Addio a Sergio Biliotti, vecchio tornante e capitano dell’Empoli negli anni ’70
Tante presenze tra serie B e C, se ne è andato a 74 anni dopo una malattia. Il funerale a Uzzano
Uzzano Mani in tasca, quasi a toccare i fianchi, petto orgogliosamente in fuori di chi è sempre pronto a sfidare il mondo e quel sorriso sornione, tipico del gatto che ha appena mangiato il topo, pronto a trasformarsi in una sonora risata. Con la scomparsa avvenuta alla vigilia di Ferragosto di Sergio Biliotti, classe 1951, fiorentino di Scandicci ma valdinievolino d’adozione, che se ne va dopo aver combattuto a lungo con un male subdolo e inesorabile, non c’è più uno degli ultimi fra i grandi talenti del football del Granducato rimasto inimitabile nella difficile arte di conquistarsi i calci rigore e nel coniugare al meglio l’aspetto atletico e le capacità tecniche.

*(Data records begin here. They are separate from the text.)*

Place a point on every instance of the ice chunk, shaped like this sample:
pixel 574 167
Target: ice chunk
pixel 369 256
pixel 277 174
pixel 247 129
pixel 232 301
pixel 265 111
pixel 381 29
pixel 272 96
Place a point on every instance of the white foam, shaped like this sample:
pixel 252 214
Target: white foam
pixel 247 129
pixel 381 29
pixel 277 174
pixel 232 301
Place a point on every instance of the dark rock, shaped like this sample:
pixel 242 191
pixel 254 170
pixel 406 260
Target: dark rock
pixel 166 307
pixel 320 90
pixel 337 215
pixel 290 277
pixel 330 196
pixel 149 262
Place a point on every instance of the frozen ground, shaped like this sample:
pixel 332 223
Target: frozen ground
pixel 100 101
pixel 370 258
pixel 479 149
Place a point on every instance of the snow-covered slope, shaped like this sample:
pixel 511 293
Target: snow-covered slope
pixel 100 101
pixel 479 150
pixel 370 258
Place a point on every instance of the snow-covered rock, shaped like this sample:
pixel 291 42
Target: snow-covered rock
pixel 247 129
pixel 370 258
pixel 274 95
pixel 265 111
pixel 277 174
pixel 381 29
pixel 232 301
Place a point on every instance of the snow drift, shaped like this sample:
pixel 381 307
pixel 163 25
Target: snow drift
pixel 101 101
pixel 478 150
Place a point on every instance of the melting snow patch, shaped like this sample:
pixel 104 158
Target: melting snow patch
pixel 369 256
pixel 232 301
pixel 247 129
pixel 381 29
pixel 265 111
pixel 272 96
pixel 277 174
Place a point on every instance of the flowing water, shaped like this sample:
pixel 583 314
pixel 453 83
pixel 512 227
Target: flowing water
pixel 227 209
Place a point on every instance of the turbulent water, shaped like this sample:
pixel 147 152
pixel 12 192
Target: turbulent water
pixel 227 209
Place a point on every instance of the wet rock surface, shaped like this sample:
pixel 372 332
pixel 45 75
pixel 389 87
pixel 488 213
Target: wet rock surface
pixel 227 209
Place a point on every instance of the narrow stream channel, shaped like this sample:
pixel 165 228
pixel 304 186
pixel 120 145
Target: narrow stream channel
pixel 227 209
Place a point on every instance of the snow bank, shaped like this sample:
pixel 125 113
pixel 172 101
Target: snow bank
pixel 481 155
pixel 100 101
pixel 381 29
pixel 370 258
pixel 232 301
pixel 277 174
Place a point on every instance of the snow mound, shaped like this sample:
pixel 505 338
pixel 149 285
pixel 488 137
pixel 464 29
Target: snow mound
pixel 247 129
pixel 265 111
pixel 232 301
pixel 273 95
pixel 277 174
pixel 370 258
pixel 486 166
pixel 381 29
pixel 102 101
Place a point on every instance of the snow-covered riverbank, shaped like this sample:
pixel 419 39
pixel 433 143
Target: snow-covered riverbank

Ma soprattutto il buon Sergio ha saputo farsi voler bene da chi ha avuto il privilegio di conoscere e apprezzare le immense doti umane di questo splendida persona. Centrocampista di scuola Prato e bandiera dell’Empoli operaio degli anni ’70, con ben 263 partite in maglia azzurra e la fascia da capitano, si colloca al quinto posto assoluto nella classifica di presenze “all time” del sodalizio del presidente Fabrizio Corsi, preceduto solo da Moro, Tavano, Buscè e Maccarone. Lasciato il calcio dei professionisti a poco più di trent’anni e presa casa a Santa Lucia di Uzzano, si sente forse un po’ stretto nei panni di un serioso e integerrimo impiegato dietro la scrivania della Banca Commerciale in centro a Montecatini dove ha prestato servizio per diverse primavere, non tagliando comunque il forte legame col calcio e così ben presto viene fuori l’innata capacità di insegnare i rudimenti del mestiere ai giovani e non.
Zonista per convinzione, da allenatore vince il campionato col Pescia e riporta il Montecatini in Prima Categoria ma più dei trionfi e degli allori riesce a creare un feeling speciale coi suoi allievi, specie quelli in casacca biancoceleste della leva calcistica fra il ’70 e il ’72, riuniti una chat. «Il Bilio – ha detto Tommaso Natalini, portavoce del gruppo – era quel genere di allenatore che chi pratica il calcio dovrebbero avere almeno una volta nel percorso di crescita. Aveva vissuto il campo e parlava con la saggezza dell'esperienza. Ti guardava negli occhi, sempre e sincero. Apprezzava qualità e carattere alla stessa maniera e te lo sapeva dimostrare. Tutti ci saremmo gettati nel fuoco per lui. Tutti lo abbiamo amato e rispettato, fino all'ultimo e continueremo a farlo nel suo ricordo».
L’ ultimo saluto a Sergio Biliotti sabato 16 agosto nella chiesa di Santa Lucia alle 10. Lascia la moglie Franca, la figlia Francesca, il genero Silvio, indimenticato bomber dei termali, i nipoti e un gioco forse adesso un po’ meno divertente ed educativo. Alla famiglia le condoglianze della redazione e di chi scrive.